A Reflection: Making Time

Is time our friend or enemy? Or is it merely a partner in our current reality?

Well, one thing is for sure - time is something we can't control. So given that we have a meager 24 hours in a day, you have to make the best of it. You end up slicing it and dicing it into basic components:

1) Work (13 hours) - usually demands the most of your day and includes physically being at work, commuting to and from work, and the gray areas on the ends that distract you either while running errands, while eating, or engaged in something other than work, including trying to get to sleep.
2) Sleep (6 hrs) - (or actual sleep) usually runs between 11 pm to 5 am. With subtle interruptions.
3) Eating - (1 hr) - usually consists of more time prepping and less time consuming food.
4) Family and Errands (3 hrs) - the family time component usually suffers the most, and errands are a necessity.
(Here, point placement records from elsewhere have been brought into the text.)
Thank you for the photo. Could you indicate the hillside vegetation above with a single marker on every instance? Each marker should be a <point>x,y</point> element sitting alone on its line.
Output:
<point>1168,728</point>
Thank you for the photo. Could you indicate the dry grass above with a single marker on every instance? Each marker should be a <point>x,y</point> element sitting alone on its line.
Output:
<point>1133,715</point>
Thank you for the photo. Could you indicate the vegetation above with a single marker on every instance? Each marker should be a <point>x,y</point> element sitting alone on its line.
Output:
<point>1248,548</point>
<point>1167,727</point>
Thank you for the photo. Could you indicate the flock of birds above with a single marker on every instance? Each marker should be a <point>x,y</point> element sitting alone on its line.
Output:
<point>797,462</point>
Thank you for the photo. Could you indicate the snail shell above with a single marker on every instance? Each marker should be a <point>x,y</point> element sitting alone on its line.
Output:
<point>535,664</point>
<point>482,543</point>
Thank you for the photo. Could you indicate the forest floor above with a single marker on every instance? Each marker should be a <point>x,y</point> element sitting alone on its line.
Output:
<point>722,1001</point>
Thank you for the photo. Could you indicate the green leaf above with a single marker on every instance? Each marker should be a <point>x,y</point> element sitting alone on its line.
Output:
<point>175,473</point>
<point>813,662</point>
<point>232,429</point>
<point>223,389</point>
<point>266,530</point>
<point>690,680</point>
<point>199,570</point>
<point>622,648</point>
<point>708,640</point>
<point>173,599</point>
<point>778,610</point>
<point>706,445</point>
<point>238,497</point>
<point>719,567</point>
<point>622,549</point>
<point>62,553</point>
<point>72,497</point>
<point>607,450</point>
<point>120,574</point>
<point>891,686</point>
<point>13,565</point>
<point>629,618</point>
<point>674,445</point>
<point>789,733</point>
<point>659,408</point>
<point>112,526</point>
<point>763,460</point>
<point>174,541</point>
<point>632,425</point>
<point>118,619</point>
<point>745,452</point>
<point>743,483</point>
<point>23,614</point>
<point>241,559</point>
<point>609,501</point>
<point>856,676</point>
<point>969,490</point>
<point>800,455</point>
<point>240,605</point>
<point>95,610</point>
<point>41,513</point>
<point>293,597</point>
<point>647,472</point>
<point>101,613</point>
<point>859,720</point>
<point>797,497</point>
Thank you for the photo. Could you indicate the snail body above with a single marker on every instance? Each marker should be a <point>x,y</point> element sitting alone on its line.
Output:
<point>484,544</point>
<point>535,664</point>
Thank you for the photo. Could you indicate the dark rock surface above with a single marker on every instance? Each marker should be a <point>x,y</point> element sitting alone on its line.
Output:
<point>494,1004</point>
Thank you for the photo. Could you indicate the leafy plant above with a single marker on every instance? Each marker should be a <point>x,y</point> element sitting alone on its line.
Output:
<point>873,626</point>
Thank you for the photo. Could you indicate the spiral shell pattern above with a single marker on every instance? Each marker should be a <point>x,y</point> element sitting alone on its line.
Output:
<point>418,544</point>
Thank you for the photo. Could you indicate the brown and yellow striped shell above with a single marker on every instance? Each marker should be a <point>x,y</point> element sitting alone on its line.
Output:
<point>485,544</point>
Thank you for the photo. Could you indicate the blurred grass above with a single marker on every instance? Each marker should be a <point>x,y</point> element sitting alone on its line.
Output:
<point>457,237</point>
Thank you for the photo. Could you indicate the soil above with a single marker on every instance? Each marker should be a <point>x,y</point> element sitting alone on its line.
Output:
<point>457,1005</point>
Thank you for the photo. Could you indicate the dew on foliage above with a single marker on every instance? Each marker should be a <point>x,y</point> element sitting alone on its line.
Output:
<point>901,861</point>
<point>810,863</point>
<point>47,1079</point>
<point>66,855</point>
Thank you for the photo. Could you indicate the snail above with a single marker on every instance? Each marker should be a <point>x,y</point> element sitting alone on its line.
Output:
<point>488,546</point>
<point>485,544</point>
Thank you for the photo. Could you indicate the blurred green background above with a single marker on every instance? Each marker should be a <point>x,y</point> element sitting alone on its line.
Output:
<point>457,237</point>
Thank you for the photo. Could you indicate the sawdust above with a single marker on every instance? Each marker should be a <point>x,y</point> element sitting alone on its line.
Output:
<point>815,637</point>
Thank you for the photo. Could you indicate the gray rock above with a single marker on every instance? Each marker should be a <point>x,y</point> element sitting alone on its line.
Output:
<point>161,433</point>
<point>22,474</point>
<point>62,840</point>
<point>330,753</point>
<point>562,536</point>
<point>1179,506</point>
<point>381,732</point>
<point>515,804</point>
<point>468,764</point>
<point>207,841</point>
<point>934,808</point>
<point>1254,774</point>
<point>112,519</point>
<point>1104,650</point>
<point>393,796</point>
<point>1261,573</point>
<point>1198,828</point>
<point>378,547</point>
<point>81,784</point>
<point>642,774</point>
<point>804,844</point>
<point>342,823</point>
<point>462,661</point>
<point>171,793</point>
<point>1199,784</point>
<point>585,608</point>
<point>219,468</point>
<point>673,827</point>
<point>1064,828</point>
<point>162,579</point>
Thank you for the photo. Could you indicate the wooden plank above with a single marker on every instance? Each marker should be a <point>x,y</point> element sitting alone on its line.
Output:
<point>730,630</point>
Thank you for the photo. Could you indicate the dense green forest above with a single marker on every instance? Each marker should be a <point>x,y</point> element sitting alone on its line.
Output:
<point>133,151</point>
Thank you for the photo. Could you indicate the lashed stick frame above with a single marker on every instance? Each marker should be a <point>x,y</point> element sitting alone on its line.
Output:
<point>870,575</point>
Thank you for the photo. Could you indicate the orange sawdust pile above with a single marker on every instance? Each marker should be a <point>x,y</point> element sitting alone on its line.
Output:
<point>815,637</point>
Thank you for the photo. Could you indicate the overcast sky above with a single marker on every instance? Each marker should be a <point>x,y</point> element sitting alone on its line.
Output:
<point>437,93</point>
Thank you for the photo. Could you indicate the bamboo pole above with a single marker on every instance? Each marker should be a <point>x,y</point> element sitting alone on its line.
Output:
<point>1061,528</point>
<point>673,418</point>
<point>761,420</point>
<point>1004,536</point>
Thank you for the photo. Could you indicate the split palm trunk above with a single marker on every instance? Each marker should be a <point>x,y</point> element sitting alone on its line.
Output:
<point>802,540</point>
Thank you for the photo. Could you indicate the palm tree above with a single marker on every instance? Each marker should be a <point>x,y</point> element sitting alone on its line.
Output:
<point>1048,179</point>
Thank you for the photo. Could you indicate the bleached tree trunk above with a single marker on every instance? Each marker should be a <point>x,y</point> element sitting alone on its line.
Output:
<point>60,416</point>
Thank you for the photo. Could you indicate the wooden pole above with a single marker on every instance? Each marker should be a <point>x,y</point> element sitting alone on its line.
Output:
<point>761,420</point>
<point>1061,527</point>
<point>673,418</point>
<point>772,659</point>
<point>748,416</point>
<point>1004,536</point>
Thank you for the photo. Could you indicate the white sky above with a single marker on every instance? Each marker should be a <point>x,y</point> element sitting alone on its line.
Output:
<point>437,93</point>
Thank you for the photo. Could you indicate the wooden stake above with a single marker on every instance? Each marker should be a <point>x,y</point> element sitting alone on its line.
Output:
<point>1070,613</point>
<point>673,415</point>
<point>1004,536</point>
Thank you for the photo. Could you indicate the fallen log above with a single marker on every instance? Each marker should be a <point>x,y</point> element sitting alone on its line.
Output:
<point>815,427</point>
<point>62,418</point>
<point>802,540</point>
Cleaning, mowing lawn, shopping, vacuuming, putting children to bed, changing diapers.
5) Wasting time (1 hr) - Television, computer time, having a beer and zoning out.

As most of you know, I have a very demanding job. Lately, I've been putting in about 10-11 hours a day (and that time still doesn't allot for everything that needs to be done properly). But that is the life of a project director/program manager, and no one can lay blame about the work they do since we live in a free market and there are a vast number of jobs out there. And besides, the job is a personality fit for me: Always busy, never finished, and racing against the clock to meet milestones and deadlines while fighting fires each step of the way. (I'll save my fire on project management for another entry).

But back to the focus on time. I believe the equation is simple, the more demanding your job is - the more you are conpensated (let's face it, they pay you for the level of stress and accountability), therefore - the more time is expected to get the work done right, and not just your work, but the work of others. Since most of us, who want nice things for ourselves and our families, need to take these kinds of jobs, then we knowingly sacrafice time with our families, free time, and our health.

Is it worth it? Sure. We want our kids to grow up having what they need to be happy, healthy, and given the tools to be competitive in a complex and ever-changing world. And for the free moments we get, we want the conveniences and niceities in life that make it worthwhile - this includes things like toys that make us happy, and family vacations and weekend trips where great memories are made.

So given everything that I've written about time, I'm afraid I can offer little in the way of how best to reclaim any of it. All I can offer is to snipit time off of errands, a tad from work, a tad more from sleep, and make eating time family focused to the best extent possible.

All of this is hard with leaving for work when family is in bed or just waking up, my return home around 6 pm, and the kids bound for bed at 8 pm. It's the cycle of the working dad. So you just have to make 6pm - 8pm quality time with the family.